Tag Archives: NVIDIA

DrawIndirect performances

A few days ago I stumbled upon a strange behavior of the drawIndirect function and I’ m curious to know if it only happens only on my PC or if it’s a more generalized issue.

Currently in my engine I have a lot of objects drawn with drawInstanced(). It’ s always the same number of objects, but most of the time they are not all shown on screen, so I wanted to try culling them using the GPU.

The idea is simple, a compute shader will do the culling and build two buffers, one with the objects that are on screen, and the other with the parameters for a drawIndirect function.

Usually I prefer to progress step by step, so I started with a compute shader that only write the drawIndirect buffer, with the constant number of objects, and send that to the DrawInstancedIndirect() function.

So it wasn’t supposed to change anything, I just changed the DrawInstanced() for a DrawInstancedIndirect() with the same parameters. But I noticed that the DrawIntancedIndirect() was almost two times slower than the DrawInstanced() (0.6ms versus 1.1ms).

I spent some time trying to see what was wrong in my code, and after a while I tried it on my laptop with a NVIDIA 630m, and then, even if it was much slower, the timings were the same for both functions.
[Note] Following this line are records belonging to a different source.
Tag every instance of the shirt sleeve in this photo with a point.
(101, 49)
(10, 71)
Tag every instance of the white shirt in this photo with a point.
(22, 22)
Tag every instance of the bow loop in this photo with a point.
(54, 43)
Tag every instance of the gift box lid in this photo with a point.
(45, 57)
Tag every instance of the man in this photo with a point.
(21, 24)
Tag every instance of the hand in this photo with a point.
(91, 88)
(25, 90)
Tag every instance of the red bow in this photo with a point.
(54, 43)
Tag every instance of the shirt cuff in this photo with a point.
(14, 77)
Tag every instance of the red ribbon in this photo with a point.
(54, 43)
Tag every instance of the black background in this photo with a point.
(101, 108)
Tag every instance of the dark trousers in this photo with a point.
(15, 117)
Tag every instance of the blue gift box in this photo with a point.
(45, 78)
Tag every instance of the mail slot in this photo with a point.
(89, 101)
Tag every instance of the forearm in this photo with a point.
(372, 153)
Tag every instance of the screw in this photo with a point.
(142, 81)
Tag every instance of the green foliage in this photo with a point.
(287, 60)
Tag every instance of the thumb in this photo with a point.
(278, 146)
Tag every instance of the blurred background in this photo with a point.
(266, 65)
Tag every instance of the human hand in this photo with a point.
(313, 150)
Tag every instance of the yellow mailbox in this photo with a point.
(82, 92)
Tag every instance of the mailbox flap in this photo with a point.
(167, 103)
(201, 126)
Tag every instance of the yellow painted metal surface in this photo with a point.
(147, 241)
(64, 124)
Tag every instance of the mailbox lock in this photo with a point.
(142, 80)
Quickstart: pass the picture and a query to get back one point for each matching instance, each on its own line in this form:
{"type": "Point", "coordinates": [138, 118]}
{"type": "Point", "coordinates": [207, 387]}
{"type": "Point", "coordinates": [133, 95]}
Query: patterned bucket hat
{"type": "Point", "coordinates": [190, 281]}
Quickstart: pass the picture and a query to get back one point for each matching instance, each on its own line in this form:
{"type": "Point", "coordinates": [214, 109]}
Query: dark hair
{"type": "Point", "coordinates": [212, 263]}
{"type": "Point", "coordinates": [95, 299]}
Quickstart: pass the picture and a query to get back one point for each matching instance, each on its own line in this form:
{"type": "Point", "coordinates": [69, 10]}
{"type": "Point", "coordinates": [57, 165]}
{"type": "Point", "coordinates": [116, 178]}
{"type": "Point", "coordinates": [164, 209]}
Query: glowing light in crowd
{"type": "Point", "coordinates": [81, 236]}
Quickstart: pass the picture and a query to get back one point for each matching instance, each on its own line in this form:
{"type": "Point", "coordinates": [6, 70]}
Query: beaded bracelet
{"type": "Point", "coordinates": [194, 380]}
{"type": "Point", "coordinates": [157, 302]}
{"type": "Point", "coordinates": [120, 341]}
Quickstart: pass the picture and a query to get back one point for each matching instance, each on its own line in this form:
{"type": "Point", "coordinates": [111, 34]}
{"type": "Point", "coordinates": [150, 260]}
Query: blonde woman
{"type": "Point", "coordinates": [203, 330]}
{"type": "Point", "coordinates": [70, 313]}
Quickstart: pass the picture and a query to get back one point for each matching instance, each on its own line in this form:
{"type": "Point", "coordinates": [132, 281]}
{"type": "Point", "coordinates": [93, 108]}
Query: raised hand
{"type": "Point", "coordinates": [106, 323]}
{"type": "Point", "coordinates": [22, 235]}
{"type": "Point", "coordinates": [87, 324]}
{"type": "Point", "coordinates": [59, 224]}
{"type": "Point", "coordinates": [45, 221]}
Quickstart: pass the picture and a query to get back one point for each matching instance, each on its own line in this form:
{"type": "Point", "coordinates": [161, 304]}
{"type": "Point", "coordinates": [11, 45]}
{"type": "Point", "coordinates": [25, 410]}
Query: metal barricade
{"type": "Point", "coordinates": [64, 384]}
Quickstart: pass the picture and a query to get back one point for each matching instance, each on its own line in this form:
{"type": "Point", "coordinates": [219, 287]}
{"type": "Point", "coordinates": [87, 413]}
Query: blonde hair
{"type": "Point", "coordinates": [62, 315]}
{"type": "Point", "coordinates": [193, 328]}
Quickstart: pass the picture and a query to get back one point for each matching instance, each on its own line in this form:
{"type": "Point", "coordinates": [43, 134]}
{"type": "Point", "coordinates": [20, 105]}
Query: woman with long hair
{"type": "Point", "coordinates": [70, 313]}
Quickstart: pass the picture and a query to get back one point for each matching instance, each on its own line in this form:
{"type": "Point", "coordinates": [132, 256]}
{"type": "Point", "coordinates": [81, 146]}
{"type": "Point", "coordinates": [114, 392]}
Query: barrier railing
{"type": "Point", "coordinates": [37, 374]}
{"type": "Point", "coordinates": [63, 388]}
So I decided to try this in a smaller project.

I just took the tutorial showing how to draw a triangle from the DirectX SDK and changed the draw call. You can download it on github.

You can comment the lines 426/427 to use a draw command or the other, and you can change the number of vertices to draw by editing the line 44.

Here is the result on my AMD R9 290, using the 14.9 drivers:

For 900 000 vertices:

  • DrawInstanced: 0.31ms
  • DrawInstancedIndirect: 0.42ms

For 9 000 000 vertices:

  • DrawInstanced: 2.45ms
  • DrawInstancedIndirect: 4.56ms

On the NVIDIA GT 630m:

For 900 000 vertices:

  • DrawInstanced:2.72ms
  • DrawInstancedIndirect: 2.72ms

For 9 000 000 vertices:

  • DrawInstanced:26.87ms
  • DrawInstancedIndirect: 26.87ms

I was also able to test it on a GTX780, and there is no difference between the two functions.

I gathered some timings from several number of vertices and used all my Word skills to sumarize the results in a graph:

Timing in ms for the DrawInstanced and the DrawInstancedIndirect function for various number of vertices.

Timing in ms for the DrawInstanced and the DrawInstancedIndirect function for various number of vertices on a R9 290.

If somebody has a clue on why the drawIndirect function is slower on a (my ?) R9 290 I would be happy to hear it. Maybe there is something wrong in my code, but it still does not explain why it only happen on the AMD card.

I wasn’ t able to find anoter AMD card to test, so maybe it’ s just something wrong on my PC. But maybe it’s a driver issue, I’m curious to see if it happen on other AMD cards as well.

So if you have any suggestions or informations I’d be glad to hear them !